Theoretical and Practical Perspectives on what Influence Functions Do
- URL: http://arxiv.org/abs/2305.16971v1
- Date: Fri, 26 May 2023 14:26:36 GMT
- Title: Theoretical and Practical Perspectives on what Influence Functions Do
- Authors: Andrea Schioppa and Katja Filippova and Ivan Titov and Polina
Zablotskaia
- Abstract summary: Influence functions (IF) have been seen as a technique for explaining model predictions through the lens of the training data.
Recent empirical studies have shown that the existing methods of estimating IF predict the leave-one-out-and-retrain effect poorly.
We show that while most assumptions can be addressed successfully, the parameter divergence poses a clear limitation on the predictive power of IF.
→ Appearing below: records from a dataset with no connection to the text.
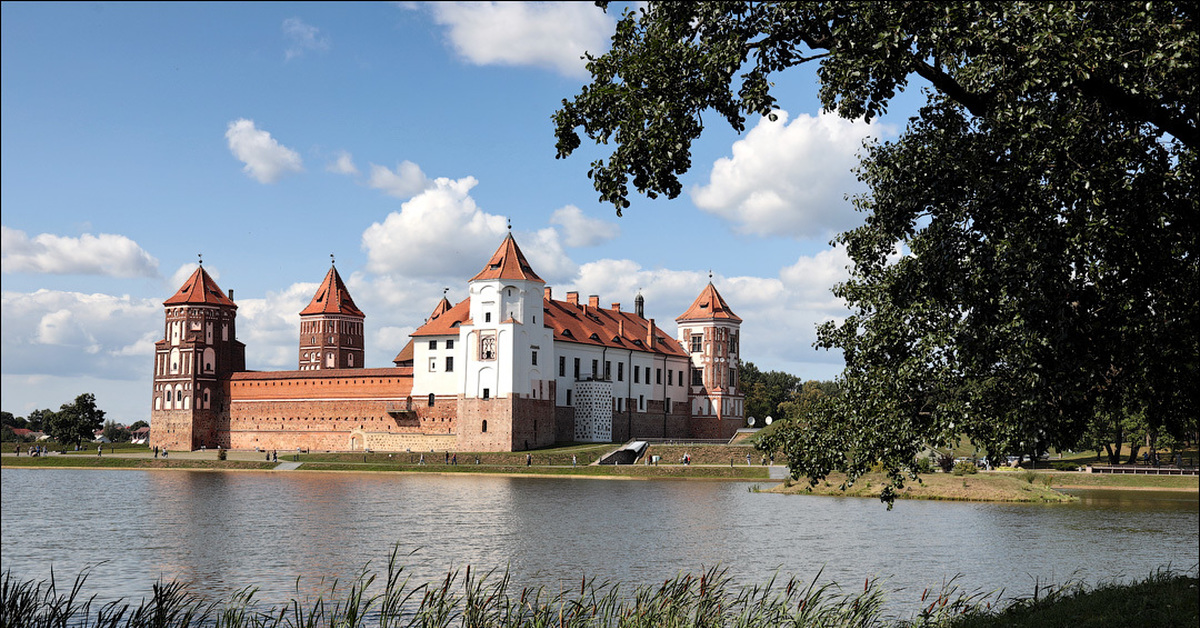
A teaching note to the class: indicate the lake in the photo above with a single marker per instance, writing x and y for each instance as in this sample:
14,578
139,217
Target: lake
223,531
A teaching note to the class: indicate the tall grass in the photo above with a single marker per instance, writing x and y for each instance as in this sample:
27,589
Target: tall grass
473,599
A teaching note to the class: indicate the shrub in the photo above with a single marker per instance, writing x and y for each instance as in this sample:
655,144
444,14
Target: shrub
965,468
923,465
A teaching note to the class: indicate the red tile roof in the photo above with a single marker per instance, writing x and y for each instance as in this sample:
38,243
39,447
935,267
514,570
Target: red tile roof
606,328
573,323
333,298
707,306
508,262
445,321
201,289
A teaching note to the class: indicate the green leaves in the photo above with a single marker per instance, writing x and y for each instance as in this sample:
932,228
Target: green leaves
1031,251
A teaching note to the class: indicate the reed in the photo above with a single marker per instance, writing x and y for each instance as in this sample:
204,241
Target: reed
474,599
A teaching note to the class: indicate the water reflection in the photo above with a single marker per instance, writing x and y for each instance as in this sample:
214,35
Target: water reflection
225,531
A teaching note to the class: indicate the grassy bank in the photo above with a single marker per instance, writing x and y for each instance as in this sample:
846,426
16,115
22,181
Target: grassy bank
978,488
708,599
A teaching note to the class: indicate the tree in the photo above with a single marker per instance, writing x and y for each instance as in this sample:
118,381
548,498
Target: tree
1031,251
77,422
39,419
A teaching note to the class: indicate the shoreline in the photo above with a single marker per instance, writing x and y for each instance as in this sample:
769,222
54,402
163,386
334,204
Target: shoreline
987,486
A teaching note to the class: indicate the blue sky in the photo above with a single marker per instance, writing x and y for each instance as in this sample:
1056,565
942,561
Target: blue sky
400,138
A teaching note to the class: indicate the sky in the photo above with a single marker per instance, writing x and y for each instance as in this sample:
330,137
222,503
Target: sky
400,138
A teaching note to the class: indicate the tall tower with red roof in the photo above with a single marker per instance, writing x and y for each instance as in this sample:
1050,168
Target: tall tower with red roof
331,328
709,332
193,362
507,389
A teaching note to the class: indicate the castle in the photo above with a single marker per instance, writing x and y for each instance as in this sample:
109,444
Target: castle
508,369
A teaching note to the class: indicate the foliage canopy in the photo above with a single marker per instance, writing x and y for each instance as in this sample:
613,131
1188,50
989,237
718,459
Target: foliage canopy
1030,251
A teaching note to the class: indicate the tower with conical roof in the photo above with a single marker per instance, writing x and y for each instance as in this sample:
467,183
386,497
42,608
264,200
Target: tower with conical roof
193,360
709,332
507,387
331,328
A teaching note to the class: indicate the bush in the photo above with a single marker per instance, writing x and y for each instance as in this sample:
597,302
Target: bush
923,465
965,468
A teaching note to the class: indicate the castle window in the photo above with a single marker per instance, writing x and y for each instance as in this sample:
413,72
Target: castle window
487,347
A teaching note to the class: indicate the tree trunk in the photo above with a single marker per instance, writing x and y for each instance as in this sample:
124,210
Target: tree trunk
1119,437
1133,452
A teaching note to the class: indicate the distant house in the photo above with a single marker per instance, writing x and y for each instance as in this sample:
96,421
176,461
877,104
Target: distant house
141,435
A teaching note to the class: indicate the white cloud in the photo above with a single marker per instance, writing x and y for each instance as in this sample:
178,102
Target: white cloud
88,255
406,181
581,229
789,179
545,253
438,233
267,160
270,327
779,315
552,35
77,334
342,165
303,37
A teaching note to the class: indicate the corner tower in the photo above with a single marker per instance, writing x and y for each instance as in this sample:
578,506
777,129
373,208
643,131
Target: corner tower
331,328
709,332
199,350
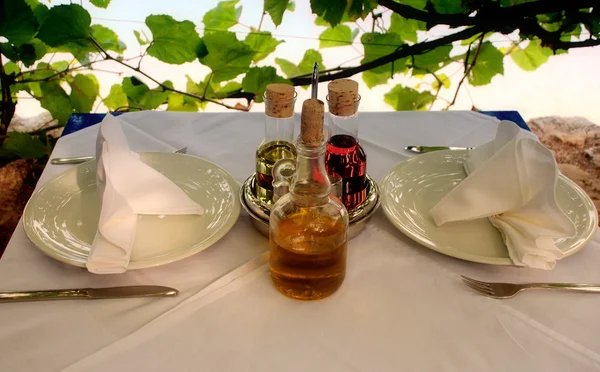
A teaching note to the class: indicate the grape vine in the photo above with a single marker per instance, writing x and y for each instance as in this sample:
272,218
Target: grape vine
31,31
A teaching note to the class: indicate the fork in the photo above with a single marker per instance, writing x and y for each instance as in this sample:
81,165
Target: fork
83,159
508,290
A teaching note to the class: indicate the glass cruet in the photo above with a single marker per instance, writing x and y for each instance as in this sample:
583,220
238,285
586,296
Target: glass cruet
308,226
278,139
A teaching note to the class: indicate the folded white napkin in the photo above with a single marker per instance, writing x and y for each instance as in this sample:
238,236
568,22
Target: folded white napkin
127,187
511,180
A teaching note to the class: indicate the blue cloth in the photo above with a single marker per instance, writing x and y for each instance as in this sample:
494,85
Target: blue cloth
79,121
513,116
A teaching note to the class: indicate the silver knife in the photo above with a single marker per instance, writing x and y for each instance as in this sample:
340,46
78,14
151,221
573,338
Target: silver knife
77,160
89,293
423,149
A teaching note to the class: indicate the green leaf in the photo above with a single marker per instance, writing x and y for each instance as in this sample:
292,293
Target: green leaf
276,8
139,38
262,43
55,99
60,66
221,18
445,82
172,41
84,90
17,21
24,145
372,79
417,4
135,90
107,38
11,68
331,11
474,38
27,53
100,3
257,79
340,35
433,60
378,45
403,98
304,67
39,10
490,62
514,2
227,56
156,97
406,28
116,98
449,6
179,102
532,57
66,23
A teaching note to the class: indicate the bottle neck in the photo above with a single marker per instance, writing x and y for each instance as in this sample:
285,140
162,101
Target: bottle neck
343,125
311,184
279,129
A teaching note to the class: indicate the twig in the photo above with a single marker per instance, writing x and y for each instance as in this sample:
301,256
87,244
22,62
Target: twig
207,84
492,15
143,55
8,106
467,71
262,17
403,51
163,86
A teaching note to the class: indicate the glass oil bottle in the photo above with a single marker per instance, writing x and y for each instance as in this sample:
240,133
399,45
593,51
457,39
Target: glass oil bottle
345,157
278,141
309,227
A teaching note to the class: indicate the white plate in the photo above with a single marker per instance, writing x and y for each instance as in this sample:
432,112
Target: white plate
414,186
61,218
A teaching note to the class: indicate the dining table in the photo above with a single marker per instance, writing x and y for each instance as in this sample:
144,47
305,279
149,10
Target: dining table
402,306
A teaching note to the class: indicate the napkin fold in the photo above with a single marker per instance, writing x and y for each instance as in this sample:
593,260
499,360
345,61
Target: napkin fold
511,181
127,188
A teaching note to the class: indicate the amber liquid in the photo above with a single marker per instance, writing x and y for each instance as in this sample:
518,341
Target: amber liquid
346,158
308,255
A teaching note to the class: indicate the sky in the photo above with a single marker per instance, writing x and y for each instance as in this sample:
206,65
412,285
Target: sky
567,85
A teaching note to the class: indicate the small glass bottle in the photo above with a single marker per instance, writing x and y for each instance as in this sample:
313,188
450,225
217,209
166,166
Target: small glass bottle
278,141
309,227
345,156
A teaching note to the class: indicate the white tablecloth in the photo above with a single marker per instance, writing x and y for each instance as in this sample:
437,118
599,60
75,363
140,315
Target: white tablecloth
401,307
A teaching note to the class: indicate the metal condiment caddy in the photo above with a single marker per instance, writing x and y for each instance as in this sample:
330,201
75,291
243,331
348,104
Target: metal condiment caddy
259,210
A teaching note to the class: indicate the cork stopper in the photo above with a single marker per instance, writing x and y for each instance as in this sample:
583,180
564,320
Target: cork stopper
311,128
279,100
343,97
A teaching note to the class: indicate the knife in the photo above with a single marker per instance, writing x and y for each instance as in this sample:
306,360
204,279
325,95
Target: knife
89,293
77,160
424,149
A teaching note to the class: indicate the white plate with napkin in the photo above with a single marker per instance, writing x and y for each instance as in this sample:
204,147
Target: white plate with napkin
152,208
513,177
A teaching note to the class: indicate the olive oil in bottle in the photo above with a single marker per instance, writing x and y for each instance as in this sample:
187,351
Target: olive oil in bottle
277,144
308,227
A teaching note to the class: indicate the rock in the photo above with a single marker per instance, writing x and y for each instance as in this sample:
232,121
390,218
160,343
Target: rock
574,173
575,131
12,202
593,153
575,144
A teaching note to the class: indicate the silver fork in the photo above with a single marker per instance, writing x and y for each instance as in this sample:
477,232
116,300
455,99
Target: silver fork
83,159
508,290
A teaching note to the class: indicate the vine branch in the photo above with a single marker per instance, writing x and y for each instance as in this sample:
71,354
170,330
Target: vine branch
467,71
163,86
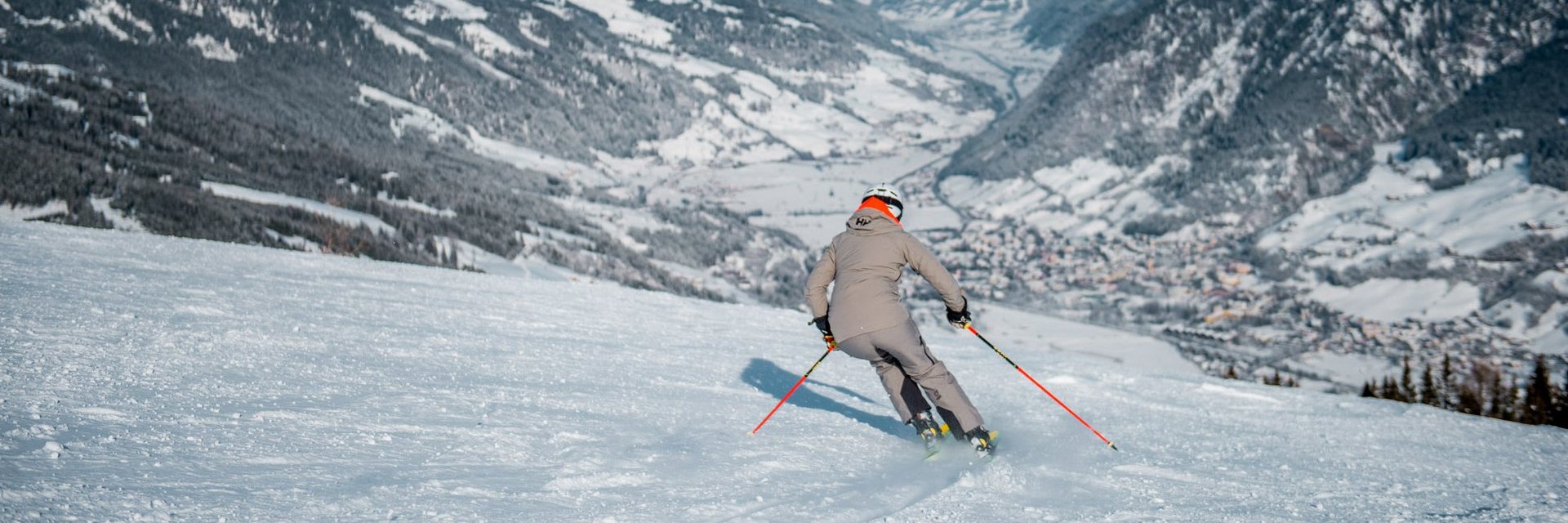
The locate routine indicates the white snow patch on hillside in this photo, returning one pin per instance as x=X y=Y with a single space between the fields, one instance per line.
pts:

- Score: 45.35457212616306
- License: http://creativecommons.org/licenses/by/4.0/
- Abstract: Influence functions (IF) have been seen as a technique for explaining model
predictions through the lens of the training data. Their utility is assumed to
be in identifying training examples "responsible" for a prediction so that, for
example, correcting a prediction is possible by intervening on those examples
(removing or editing them) and retraining the model. However, recent empirical
studies have shown that the existing methods of estimating IF predict the
leave-one-out-and-retrain effect poorly.
In order to understand the mismatch between the theoretical promise and the
practical results, we analyse five assumptions made by IF methods which are
problematic for modern-scale deep neural networks and which concern convexity,
numeric stability, training trajectory and parameter divergence. This allows us
to clarify what can be expected theoretically from IF. We show that while most
assumptions can be addressed successfully, the parameter divergence poses a
clear limitation on the predictive power of IF: influence fades over training
time even with deterministic training. We illustrate this theoretical result
with BERT and ResNet models.
Another conclusion from the theoretical analysis is that IF are still useful
for model debugging and correcting even though some of the assumptions made in
prior work do not hold: using natural language processing and computer vision
tasks, we verify that mis-predictions can be successfully corrected by taking
only a few fine-tuning steps on influential examples.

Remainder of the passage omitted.